SQLite Forum

SQLite temp file is removed but still kept by java process

SQLite temp file still kept by java process after close a connection

(1.2) By Artur (aaukhatov) on 2020-10-09 06:53:32 edited from 1.1 [link]

SQLite's temp file is removed but still kept by java process, it uses disk space and can lead for excessive disk usage. But we close the connection of the db file.

Is it a bug of the sqlite-jdbc driver?

(2) By Keith Medcalf (kmedcalf) on 2020-10-08 19:02:42 in reply to 1.1 [link]

Define "temp file", "removed" and "still kept".

Or better yet show your work that leads you to ask the question.

(3) By anonymous on 2020-10-09 08:13:58 in reply to 1.2 [link]

What do you mean?

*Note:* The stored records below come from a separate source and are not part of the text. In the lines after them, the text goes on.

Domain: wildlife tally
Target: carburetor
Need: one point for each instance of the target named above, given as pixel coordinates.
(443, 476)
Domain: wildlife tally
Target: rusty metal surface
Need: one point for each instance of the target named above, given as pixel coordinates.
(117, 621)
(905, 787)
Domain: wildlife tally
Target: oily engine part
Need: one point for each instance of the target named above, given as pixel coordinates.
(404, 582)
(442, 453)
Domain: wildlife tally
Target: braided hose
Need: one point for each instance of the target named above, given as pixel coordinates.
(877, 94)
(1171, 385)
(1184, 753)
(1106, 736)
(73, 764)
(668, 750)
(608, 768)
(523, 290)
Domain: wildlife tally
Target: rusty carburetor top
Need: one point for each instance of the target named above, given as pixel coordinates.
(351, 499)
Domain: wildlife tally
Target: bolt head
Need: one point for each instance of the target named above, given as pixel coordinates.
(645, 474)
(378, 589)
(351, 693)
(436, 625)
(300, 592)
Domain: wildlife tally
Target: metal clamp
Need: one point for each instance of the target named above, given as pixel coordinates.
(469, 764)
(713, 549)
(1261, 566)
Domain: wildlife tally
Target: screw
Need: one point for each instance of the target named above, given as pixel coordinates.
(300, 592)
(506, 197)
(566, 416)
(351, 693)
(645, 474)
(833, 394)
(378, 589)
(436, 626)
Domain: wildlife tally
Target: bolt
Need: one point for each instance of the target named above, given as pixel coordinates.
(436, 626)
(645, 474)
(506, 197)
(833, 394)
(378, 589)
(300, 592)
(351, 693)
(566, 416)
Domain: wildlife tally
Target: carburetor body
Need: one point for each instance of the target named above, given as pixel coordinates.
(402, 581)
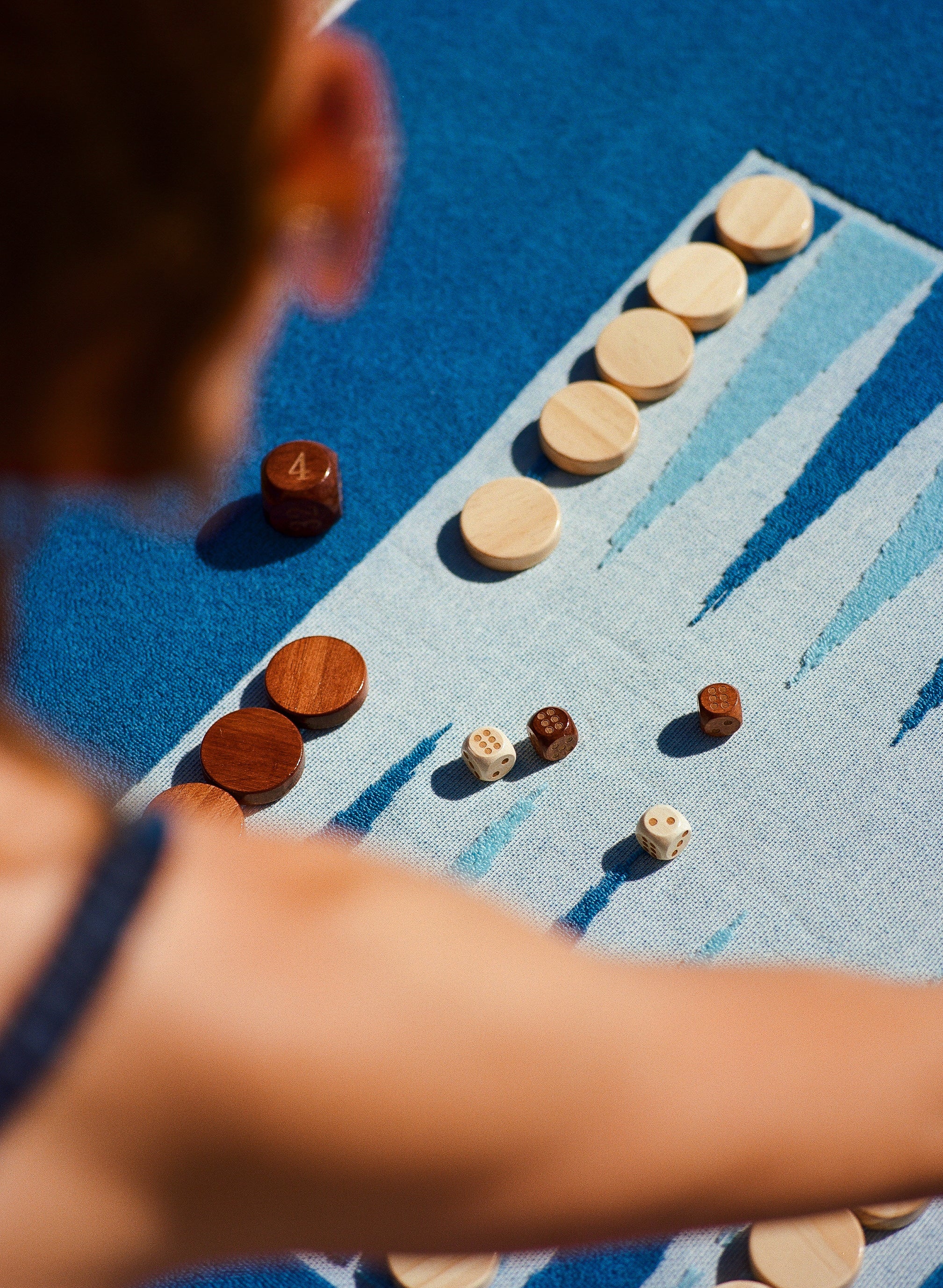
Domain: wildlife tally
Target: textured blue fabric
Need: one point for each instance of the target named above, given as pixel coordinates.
(862, 269)
(361, 816)
(889, 405)
(53, 1006)
(277, 1274)
(930, 699)
(619, 1266)
(545, 158)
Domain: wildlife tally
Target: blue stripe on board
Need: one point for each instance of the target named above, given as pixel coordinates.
(720, 938)
(277, 1274)
(361, 816)
(476, 862)
(902, 392)
(857, 280)
(621, 1266)
(930, 697)
(690, 1278)
(758, 276)
(906, 554)
(597, 898)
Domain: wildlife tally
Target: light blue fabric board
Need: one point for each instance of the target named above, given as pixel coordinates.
(798, 851)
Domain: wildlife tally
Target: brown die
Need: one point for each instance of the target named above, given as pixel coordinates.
(553, 733)
(301, 489)
(719, 709)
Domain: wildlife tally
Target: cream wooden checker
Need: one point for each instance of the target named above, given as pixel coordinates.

Is the temp file removed or is it kept? Cannot be both.

(4) By Artur (aaukhatov) on 2020-10-09 11:19:40 in reply to 3 [link]

Unfortunately both.
The temp file is deleted, but it still takes a disk space.

lsof | grep deleted
33558748 /mnt/sqlite.tmp/xxxx.tmp (deleted)

(5) By Keith Medcalf (kmedcalf) on 2020-10-09 12:06:29 in reply to 4 [link]

LSOF lists open files so the file cannot be deleted because it is open.  

It has been marked for deletion and will be deleted by the Operating System when it is closed.

(6) By Artur (aaukhatov) on 2020-10-09 13:43:07 in reply to 5 [link]

The connection was closed

(7) By Keith Medcalf (kmedcalf) on 2020-10-09 19:33:52 in reply to 6 [link]

If the file was closed then it would not be listed by lsof which lists open files.

(8) By Scott Robison (casaderobison) on 2020-10-09 20:33:36 in reply to 1.2 [link]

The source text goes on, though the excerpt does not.